Happy (belated) Fourth of July, everyone! In patriotic spirit, I decided to throw together a themed and group-friendly summer dessert. Filled with fresh berries, spongy cake, and sweet and tangy vanilla + cream cheese whipped layers. It’s almost too good looking to eat—almost… but my guests and I readily gobbled up this delicious dessert!
I’ve had a series of unfortunate camera-related events recently. In between shooting and cooking in different places, to uploading pictures and writing posts on different laptops, there’s always a chance of misplacing memory cards, neglecting to recharge the battery, or forgetting the battery behind. Let’s just say all three things happened this past weekend and I’m now a bit short on the pretty pretty pictures :/
On the bright side, this beautiful trifle was the perfect way to celebrate the day of red, white, and blue! I regret to say (again) that I failed to post this early enough to be a holiday dessert inspiration (I promise I had this ready beforehand, but travel threw my schedule off) but the trifle is such a versatile dessert that could be made for just about any event! For one, it can feed A LOT of people with its many layers of fluffy cake, cream, and fruit. Secondly, it’s easy to replace ingredients to fit the occasionp; as an example, I choose to feature a red velvet cake to go along with the patriotic theme of the weekend.
But what I really appreciate about this dessert is its ability to be single-served. Look how adorable it looks in a stemless white wine glass?! The perfect layers of red cake, white cream, and blue berries are easily visible; and the wine glass trifle glasses make it so easy for guests to enjoy a mini trifle without needing to scoop out portions from a gigantic bowl.
- Premade cake, 9x13 or equivalent
- 2 pint fresh blueberries
- 2 carton fresh strawberries
- 1 pint heavy whipping cream
- 2 tbs confectioner's sugar
- 1 tsp vanilla extract
- 8 oz cream cheese, softened room-temperature
- 2/3 c plain greek yogurt
- 1/2 c confectioner's sugar
- 2 tsp vanilla extract
- In a chilled or cool bowl, whip the heavy whipping cream with an electric mixer on low to medium until soft peaks start to form.
- Add confectioner's sugar and vanilla and continue whipping until stiff peaks and an airy fluffiness forms.
- Beat softened cream cheese on low with an electric mixer.
- A third at a time, slowly add in 1/3 of the greek yogurt, confectioner's sugar, and vanilla extract.
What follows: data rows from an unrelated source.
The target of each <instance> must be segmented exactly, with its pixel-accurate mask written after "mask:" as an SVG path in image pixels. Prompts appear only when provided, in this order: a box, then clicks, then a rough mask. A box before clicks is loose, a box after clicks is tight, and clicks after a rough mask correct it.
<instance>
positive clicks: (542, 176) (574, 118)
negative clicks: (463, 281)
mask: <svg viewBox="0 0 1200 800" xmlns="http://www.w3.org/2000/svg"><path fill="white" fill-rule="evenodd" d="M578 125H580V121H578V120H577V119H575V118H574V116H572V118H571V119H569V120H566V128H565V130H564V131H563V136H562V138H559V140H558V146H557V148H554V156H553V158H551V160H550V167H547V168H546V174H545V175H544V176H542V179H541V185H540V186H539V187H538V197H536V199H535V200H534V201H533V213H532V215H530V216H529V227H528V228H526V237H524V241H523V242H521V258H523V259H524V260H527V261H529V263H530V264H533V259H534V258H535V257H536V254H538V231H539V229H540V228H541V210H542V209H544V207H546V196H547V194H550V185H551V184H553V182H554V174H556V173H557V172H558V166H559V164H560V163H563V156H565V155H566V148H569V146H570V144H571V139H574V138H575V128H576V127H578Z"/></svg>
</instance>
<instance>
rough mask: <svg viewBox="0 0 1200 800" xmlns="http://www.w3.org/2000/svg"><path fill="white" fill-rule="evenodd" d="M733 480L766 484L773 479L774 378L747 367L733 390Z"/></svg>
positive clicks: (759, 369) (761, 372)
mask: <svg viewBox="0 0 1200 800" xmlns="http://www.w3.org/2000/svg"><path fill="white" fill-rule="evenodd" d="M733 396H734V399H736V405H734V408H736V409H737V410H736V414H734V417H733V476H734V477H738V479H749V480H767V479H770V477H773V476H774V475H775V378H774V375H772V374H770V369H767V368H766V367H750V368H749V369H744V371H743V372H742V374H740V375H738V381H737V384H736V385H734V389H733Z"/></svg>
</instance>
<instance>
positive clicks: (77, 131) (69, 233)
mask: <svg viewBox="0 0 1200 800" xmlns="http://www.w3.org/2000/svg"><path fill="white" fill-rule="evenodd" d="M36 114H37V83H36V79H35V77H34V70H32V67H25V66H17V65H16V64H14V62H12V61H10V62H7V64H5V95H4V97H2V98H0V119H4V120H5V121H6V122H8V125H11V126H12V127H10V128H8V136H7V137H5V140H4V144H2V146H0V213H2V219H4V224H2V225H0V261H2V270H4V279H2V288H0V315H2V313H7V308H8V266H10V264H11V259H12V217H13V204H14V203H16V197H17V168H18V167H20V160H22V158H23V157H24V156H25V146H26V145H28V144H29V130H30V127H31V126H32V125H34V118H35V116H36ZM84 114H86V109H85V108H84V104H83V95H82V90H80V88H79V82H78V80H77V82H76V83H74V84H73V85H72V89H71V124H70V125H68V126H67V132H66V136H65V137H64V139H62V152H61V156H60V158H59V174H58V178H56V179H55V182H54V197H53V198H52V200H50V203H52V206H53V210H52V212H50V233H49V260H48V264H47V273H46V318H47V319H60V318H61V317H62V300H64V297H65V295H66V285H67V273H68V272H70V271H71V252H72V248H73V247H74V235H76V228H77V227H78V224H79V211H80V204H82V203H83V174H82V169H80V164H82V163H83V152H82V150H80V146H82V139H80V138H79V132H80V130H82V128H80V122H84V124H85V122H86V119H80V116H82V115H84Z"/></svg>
Repeat and continue mixing until soft peaks form.
- Cut cake or tear into 1-inch cubes.
- Prep and wash berries; core and slice strawberries.
- Add a layer of cake to the bottom of the trifle bowl*. Top with a layer of whipped cream followed by the cream cheese layer. Add a layer of fresh berries followed by a light layer of whipped cream.
- Repeat layers again, ending with a layer of whipped cream and/or a cream cheese layer. Use a spatula to smooth out the surface. Add a generous heap of berries or decorate as desired to top layer.
- Loosely cover and place in refridgerator to set and chill for ~2 hours. This dessert can be made a day in advance and chilled overnight.
- Serve chilled; scoop onto bowls or plates and enjoy!
- * If you don't have a trifle bowl (like me), you can use two 7-cup Pyrex glass storage bowls as a substitute for the serving bowl.
- Layering order is merely a suggestion; I would love to hear how you've experimented with different ingredients and layering methods!